Time Is Running Out for Our LGBT Seniors

Our LGBT seniors deserve equal legal protections to age with dignity – they have no time to waste, writes Peter Kaldes, president and CEO of the South Florida Institute on Aging in this piece published in the Sun Sentinel and featured below:

This year, we’re commemorating 50 years since the Stonewall riots, when LGBT bar patrons stood up to violent police raids launching the modern LGBT civil rights movement. Those LGBT pioneers, who came of age during decades of slow progress, are now in their 70s and 80s. But they’re finding that they need to stand up for their rights again – only now they don’t have the luxury of time to see equal access to housing and employment opportunities.

Had you filled out a job application in 1969, your homosexuality would have been considered a psychological disorder. In 1979, you were not welcome in the military. Another ten years on and co-workers might have balked at sharing the breakroom fridge with you amid the AIDS epidemic. As late as 1999, you were still four years away from the Supreme Court overturning state laws criminalizing same-sex conduct. You had to be careful what your boss and landlord knew.

LGBT seniors continue to face discrimination in housing and the workplace. A 2014 test of housing applications by senior couples in 10 states found that 48 percent of the same-sex couples experienced overt discrimination in the application process and in 10 percent of the tests they were quoted a rental price at least $100 more than the different-sex couples. In a 2017 study, 27 percent of LGBT respondents reported not being hired, 26 percent not being promoted and 18 percent being fired for their sexual orientation or gender identity during their careers.

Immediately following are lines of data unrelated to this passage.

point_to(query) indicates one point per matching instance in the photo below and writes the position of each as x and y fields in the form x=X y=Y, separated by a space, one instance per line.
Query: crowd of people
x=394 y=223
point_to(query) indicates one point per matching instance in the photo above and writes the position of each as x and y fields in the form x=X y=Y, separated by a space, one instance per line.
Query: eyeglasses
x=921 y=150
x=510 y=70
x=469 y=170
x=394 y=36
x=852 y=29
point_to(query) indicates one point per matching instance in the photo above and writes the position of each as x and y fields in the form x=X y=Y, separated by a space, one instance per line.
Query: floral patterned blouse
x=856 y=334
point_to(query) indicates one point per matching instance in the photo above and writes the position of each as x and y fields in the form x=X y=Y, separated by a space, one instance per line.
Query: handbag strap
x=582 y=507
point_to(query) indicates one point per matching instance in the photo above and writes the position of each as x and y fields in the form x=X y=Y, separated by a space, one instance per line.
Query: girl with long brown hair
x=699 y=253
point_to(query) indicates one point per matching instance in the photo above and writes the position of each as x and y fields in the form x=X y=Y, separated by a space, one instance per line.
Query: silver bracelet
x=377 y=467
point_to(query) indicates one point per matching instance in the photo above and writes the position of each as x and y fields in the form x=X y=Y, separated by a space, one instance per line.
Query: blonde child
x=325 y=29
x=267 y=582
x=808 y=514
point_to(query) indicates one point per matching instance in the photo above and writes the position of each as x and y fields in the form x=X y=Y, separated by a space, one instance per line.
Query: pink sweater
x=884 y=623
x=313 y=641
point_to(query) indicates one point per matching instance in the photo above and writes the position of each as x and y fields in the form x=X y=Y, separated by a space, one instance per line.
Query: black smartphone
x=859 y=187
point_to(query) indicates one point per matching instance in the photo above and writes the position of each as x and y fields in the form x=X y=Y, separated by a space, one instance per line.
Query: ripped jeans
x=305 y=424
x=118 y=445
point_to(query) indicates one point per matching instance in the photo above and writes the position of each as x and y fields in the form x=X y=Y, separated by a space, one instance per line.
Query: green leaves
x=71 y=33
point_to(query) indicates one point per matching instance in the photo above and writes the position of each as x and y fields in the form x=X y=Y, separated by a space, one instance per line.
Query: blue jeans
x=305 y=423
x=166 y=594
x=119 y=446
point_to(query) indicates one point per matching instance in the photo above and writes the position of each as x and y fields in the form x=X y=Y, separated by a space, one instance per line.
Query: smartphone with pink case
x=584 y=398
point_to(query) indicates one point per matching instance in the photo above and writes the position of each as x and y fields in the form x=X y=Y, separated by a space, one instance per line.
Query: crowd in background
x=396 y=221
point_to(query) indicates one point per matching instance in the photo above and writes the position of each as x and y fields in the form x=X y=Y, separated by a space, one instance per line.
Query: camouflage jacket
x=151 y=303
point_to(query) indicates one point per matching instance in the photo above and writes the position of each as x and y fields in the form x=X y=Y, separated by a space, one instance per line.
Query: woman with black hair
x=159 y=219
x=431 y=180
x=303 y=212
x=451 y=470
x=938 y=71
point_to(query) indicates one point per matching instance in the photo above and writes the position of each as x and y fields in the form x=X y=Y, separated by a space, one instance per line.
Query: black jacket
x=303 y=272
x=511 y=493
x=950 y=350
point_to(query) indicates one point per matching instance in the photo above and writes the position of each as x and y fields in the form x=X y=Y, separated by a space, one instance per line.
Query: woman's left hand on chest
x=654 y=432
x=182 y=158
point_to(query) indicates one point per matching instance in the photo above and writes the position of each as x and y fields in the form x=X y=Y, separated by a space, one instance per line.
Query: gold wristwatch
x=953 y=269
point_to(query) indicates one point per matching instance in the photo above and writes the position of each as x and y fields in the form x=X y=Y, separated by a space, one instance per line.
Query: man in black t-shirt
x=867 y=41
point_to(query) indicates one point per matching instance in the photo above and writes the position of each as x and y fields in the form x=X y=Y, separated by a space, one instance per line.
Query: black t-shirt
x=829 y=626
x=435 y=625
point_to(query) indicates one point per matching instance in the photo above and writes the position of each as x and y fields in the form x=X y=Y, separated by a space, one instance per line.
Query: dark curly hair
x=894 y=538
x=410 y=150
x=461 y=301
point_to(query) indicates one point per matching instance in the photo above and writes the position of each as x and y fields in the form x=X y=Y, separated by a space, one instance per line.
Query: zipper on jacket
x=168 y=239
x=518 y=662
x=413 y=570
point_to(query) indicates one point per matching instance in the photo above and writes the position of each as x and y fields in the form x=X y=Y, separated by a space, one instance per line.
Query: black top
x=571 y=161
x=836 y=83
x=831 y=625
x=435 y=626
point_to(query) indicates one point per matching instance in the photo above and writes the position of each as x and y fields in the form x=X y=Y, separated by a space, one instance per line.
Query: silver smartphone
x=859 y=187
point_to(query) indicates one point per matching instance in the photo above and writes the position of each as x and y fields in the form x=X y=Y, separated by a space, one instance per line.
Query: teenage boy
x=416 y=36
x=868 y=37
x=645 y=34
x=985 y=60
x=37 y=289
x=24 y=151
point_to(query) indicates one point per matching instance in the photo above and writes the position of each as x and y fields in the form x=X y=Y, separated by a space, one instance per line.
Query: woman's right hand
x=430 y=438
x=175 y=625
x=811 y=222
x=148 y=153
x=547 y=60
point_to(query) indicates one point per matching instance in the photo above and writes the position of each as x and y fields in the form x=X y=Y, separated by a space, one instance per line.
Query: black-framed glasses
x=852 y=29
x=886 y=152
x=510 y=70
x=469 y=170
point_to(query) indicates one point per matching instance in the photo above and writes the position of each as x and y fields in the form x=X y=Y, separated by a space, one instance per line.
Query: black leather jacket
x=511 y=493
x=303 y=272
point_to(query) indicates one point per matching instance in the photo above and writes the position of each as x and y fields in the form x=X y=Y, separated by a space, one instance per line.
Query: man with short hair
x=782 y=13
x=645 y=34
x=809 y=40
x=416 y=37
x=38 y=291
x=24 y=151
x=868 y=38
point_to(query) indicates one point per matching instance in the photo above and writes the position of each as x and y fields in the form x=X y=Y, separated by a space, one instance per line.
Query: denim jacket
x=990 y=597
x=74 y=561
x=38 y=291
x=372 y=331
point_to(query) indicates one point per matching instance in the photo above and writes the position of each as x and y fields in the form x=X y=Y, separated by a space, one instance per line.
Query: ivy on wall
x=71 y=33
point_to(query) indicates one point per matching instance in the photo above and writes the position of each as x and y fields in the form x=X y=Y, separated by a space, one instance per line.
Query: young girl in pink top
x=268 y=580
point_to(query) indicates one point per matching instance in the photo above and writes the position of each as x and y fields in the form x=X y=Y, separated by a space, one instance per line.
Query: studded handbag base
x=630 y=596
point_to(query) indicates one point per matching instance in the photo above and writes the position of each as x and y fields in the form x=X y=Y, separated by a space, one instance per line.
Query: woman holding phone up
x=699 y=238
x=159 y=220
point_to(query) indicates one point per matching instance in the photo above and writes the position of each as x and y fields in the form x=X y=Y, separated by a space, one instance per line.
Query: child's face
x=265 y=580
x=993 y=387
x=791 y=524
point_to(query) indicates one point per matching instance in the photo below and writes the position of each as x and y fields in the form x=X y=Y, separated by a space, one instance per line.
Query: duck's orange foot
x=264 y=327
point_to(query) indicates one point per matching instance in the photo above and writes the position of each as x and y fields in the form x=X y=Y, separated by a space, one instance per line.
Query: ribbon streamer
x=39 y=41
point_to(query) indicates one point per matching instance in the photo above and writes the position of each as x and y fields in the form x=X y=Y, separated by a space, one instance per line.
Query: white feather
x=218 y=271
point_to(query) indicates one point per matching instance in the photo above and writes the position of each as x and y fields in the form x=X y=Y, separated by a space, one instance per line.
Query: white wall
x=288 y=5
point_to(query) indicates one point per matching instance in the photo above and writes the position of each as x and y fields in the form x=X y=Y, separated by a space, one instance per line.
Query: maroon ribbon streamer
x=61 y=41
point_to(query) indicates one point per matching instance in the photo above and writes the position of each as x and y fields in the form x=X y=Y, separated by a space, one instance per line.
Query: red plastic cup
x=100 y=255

And it isn’t just the Stonewall generation that’s impacted. By 2040, nearly one in four people in South Florida will be 65 or older. What will that look like when we know the grim reality is that one-third of LGBT older adults nationwide already live at or below 200 percent of the federal poverty level?

The answer lies partly in legal guarantees of fairness in housing and the workplace. And major Florida employers agree.

Walt Disney Parks and Resorts (after all Mickey Mouse turns 91 this year) joins Citrix, NextEra Energy, Carnival, Office Depot and more than 400 other businesses supporting protection from discrimination under state law for Floridians.

These companies recognize what the U.S. Chamber of Commerce reported earlier this month: LGBT-inclusive companies attract better talent and decrease employee turnover through internal and external LGBT-inclusive policies.

While Florida leaders are considering ways to write these protections into law, time is not a luxury for LGBT seniors who have endured discrimination throughout their lifetimes that has deprived them of the social and economic benefits that straight people typically take for granted.

You may have seen a new ad depicting an anxious elderly man being reassured by family as he prepares to move into an assisted living facility. It tugs at your heartstrings until it sparks your anger when the man is reduced to tears as he is turned away for being gay. Under current laws, it is truth in advertising.

Our LGBT seniors deserve equal legal protections to age with dignity – they have no time to waste.